Gargantua chez les flics belges

J’ai très peu lu Franz Bartelt (et c’est un tort). Mais j’avais beaucoup aimé Le jardin du bossu. Et comme plusieurs blogs disaient du bien de Hôtel du Grand Cerf, je me suis lancé. Avec grand plaisir.

BarteltNicolas Tèque, journaliste pas vraiment débordé par le boulot, accepte de se rendre à Reugny dans les Ardennes belges pour enquêter en vue de faire un film sur des faits vieux d’une bonne quarantaine d’années : Rosa Gulingen, star de cinéma se trouvait avec son amant Armand Grétry à Reugny, à l’hôtel du Grand Cerf pour tourner un film. Après moins de deux semaines de tournage, elle avait été retrouvée, noyée dans sa baignoire.

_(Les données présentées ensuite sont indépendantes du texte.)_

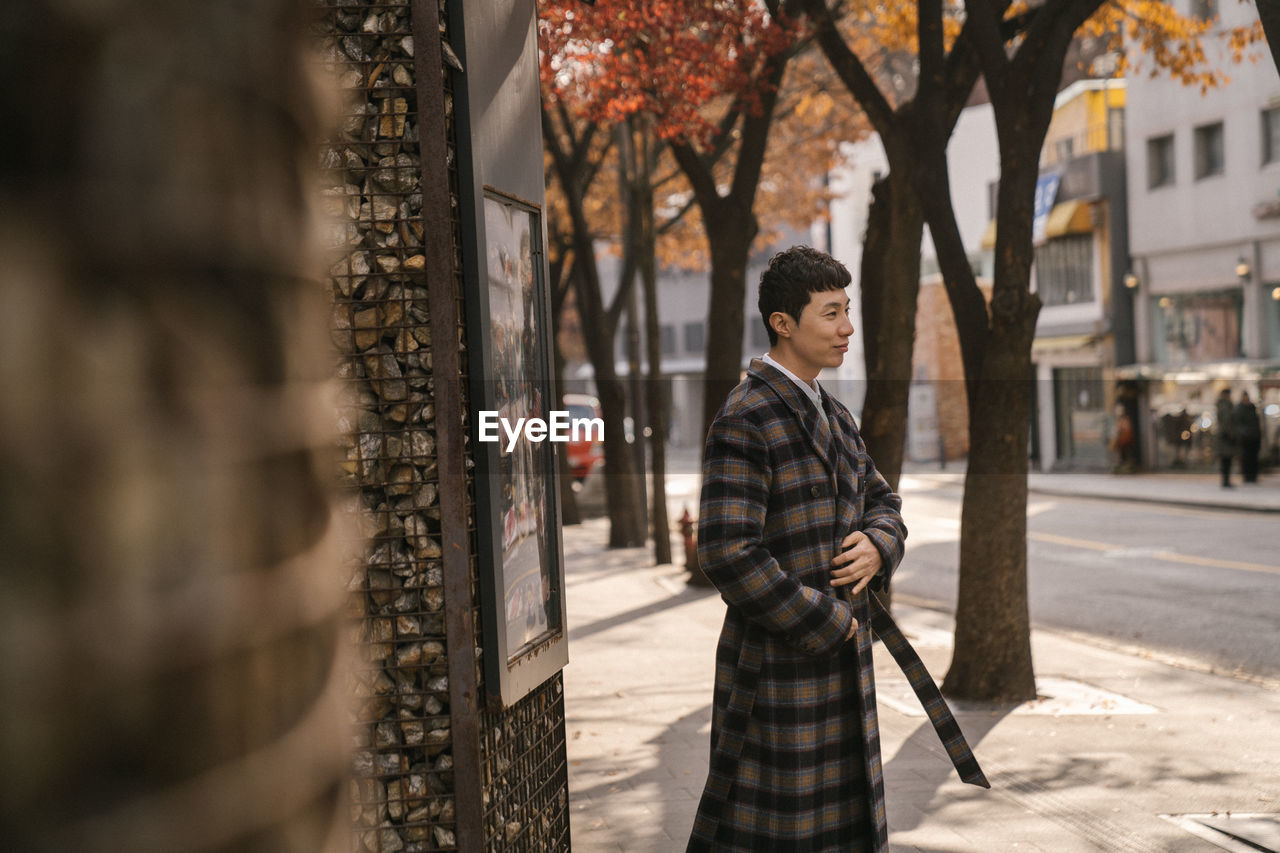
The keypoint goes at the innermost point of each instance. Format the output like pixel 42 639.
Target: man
pixel 795 528
pixel 1224 436
pixel 1248 432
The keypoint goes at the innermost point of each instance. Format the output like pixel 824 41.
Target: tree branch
pixel 850 69
pixel 988 40
pixel 755 135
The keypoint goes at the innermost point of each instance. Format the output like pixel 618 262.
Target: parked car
pixel 584 454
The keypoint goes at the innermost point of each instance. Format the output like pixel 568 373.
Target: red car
pixel 584 454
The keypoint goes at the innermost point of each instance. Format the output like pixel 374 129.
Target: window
pixel 1271 135
pixel 1205 9
pixel 1208 150
pixel 1160 162
pixel 1198 327
pixel 1115 128
pixel 668 338
pixel 1064 270
pixel 695 337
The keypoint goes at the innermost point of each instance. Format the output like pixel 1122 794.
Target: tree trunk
pixel 657 404
pixel 890 284
pixel 730 235
pixel 1269 12
pixel 626 514
pixel 992 658
pixel 568 501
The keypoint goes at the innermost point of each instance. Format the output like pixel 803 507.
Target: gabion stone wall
pixel 403 784
pixel 401 789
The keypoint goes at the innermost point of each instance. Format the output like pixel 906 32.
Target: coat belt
pixel 928 693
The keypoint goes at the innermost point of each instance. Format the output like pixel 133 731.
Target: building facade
pixel 1205 241
pixel 1080 233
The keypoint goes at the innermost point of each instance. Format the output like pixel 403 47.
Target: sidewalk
pixel 1165 487
pixel 1115 743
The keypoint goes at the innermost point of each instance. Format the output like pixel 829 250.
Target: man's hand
pixel 856 564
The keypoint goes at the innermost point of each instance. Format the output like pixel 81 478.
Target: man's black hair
pixel 791 277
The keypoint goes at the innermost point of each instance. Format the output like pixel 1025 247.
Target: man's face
pixel 821 337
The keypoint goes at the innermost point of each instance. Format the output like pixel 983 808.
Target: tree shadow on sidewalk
pixel 919 769
pixel 649 810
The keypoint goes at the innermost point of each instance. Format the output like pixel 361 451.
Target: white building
pixel 1205 238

La police avait conclu au suicide.

Un ami et employeur de Nicolas veut tourner un documentaire sur cette fin dramatique et lui demande d’aller interroger les survivants de l’époque. Mais, car il y a un mais, les habitants de ce petit village des Ardennes n’aiment pas parler aux étrangers. Et ce n’est pas l’assassinat, la veille de l’arrivée de Nicolas d’un douanier à la retraite détesté de tous qui va les rendre bavards. D’autant que d’autres drames viennent frapper Reugny, et que l’éléphantesque inspecteur Vertigo Kulbertus qui vient enquêter sur les troubles actuels ne fait pas dans la dentelle.

Hôtel du Grand Cerf est avant tout un vrai plaisir de lecture, une friandise qui met en joie tout en agaçant les dents. Le lecteur jubile tout au long du roman, emballé par le style enlevé, l’humour fin et cruel, la méchanceté assumée des personnages et de l’écriture, l’impression que l’auteur ne s’est rien refusé, rien censuré, et que pourtant, le tout est cohérent et fonctionne, que toutes les fils du récit finissent de former un vrai tableau, là où un auteur moins talentueux nous aurait laissé un vrai sac de nœuds. Parce que tout marche, tout se recoupe, pour le plus grand plaisir d’un flic gargantuesque inoubliable, qui malheureusement prend sa retraite à la fin du bouquin.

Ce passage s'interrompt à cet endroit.